Una componente appena scoperta del sistema immunitario potrebbe essere la chiave per estendere le immunoterapie a una platea più ampia di pazienti oncologici. Un gruppo di ricercatori dell'Università di Cardiff (Regno Unito) ha individuato sui linfociti T (le cellule che difendono l'organismo da elementi estranei) un recettore capace di individuare e distruggere cellule tumorali di diverso tipo, potenzialmente in tutti i pazienti. Una sorta di passe-partout contro il cancro, che nessuno credeva potesse esistere.
Solo all'inizio. Gli scienziati tengono a precisare che lo studio pubblicato su Nature Immunology è ancora in una fase assai preliminare: si parla di ricerca di base (cioè volta a comprendere i meccanismi teorici) compiuta in laboratorio sui topi e su colture cellulari umane, e ancora ben lontana da test clinici sull'uomo. Tuttavia, le prospettive che apre sono promettenti: sul piatto c'è la possibilità di un significativo avanzamento delle terapie anti-cancro a base di cellule immunitarie, come la CAR-T.
Speranze e limiti. La CAR-T (dall'inglese Chimeric Antigens Receptor Cells-T) è una terapia genica che modifica il DNA dei linfociti T del paziente rendendoli in grado di riconoscere ed eliminare in modo mirato le cellule tumorali. Questo trattamento altamente personalizzato consiste nel prelevare le cellule immunitarie della persona affetta da tumore, ingegnerizzarle affinché riconoscano specifiche proteine sulle cellule cancerose, farle moltiplicare e infonderle di nuovo nel paziente. In Italia è stata di recente approvata per il trattamento di due tumori del sangue.

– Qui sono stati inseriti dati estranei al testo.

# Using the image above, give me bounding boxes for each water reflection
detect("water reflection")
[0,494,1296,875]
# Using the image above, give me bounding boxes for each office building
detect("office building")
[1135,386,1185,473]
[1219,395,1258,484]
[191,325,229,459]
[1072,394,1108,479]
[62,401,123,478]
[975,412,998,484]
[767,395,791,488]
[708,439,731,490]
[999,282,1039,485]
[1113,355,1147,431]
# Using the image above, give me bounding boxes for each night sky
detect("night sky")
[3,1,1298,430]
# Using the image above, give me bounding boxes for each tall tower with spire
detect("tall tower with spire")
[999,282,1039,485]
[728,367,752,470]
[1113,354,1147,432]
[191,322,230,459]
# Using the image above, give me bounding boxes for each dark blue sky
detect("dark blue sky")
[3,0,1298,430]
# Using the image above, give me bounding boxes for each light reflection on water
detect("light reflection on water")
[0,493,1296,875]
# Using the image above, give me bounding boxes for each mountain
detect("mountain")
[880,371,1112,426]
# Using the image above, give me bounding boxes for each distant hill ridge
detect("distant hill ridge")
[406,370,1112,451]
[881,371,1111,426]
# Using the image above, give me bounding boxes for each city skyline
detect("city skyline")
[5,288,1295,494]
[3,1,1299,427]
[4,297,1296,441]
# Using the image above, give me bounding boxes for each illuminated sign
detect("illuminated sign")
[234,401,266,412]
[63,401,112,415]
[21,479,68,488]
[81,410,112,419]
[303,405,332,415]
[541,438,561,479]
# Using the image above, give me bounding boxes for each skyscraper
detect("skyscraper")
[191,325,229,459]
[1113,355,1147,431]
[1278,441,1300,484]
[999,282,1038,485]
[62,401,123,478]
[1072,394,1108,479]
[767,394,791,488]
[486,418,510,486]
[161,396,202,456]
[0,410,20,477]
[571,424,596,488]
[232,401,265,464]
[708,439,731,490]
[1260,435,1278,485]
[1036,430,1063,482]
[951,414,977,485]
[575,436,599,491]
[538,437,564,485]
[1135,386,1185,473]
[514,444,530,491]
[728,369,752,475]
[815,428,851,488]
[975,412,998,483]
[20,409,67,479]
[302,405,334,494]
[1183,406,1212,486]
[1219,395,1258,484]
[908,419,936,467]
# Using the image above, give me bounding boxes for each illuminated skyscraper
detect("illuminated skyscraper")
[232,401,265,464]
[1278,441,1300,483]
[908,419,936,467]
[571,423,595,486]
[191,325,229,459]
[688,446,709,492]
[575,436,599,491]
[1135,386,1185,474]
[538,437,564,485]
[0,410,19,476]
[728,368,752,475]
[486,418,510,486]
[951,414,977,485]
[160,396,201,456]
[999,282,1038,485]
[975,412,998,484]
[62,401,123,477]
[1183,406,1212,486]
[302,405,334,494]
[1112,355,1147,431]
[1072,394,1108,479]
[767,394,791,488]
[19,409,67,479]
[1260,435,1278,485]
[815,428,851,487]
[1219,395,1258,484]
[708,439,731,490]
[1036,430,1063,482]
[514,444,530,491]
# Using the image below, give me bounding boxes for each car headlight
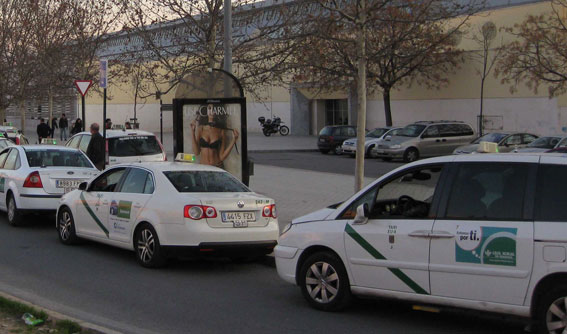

La CAR-T è uno dei progressi più notevoli della ricerca oncologica degli ultimi 20 anni, ma si scontra ancora con limiti importanti. Oltre ai costi proibitivi e ai possibili (e seri) effetti collaterali, funziona solo su un numero altamente selezionato di pazienti. Anche ingegnerizzati, i linfociti T sono in grado di riconoscere soltanto alcuni tipi di cancro (in particolare, i tumori del sangue) e la terapia va personalizzata perché il recettore che permette ai linfociti di trovare le cellule cancerose varia da individuo a individuo.
Si pensava che non esistesse, sulle cellule T, un recettore "universale" per le cellule cancerose. E per fortuna ci si sbagliava.
La scoperta. Il team britannico ha individuato un tipo di linfociti T che mostra un recettore finora sconosciuto, capace di prendere di mira e annientare una vasta gamma di tumori e di risparmiare le cellule sane. Questo recettore si aggancia a una molecola superficiale chiamata MR1 che è presente praticamente su tutte le cellule del corpo umano, ma che muta sulle cellule cancerose per effetto del loro metabolismo distorto.
Oltretutto, il recettore per la MR1 non varia nella popolazione umana: da qui le speranze di nuove immunoterapie basate su questa "chiave", che funzionino per un ampio bacino di pazienti e su molti tipi di tumori.
In test di laboratorio, i linfociti armati di questo recettore hanno eliminato colture di cellule umane di cancro ai polmoni, al colon, al seno, di tumore della prostata e ovarico, di melanoma e di leucemia. Anche tumori "solidi", dunque, per i quali, l'utilizzo della CAR-T pone difficoltà (è difficile che i linfociti T sopravvivano all'interno di una formazione tumorale, senza potersi muovere liberamente nel sangue). Testate su topi con leucemia, le cellule immunitarie hanno permesso una regressione della malattia.
Futuro. Se un simile approccio si rivelasse efficace, e privo di effetti collaterali, sull'uomo, le potenzialità della CAR-T e di altre terapie a base di linfociti T potrebbero finalmente spiccare il volo: da trattamento "sartoriale" a terapia finalmente accessibile.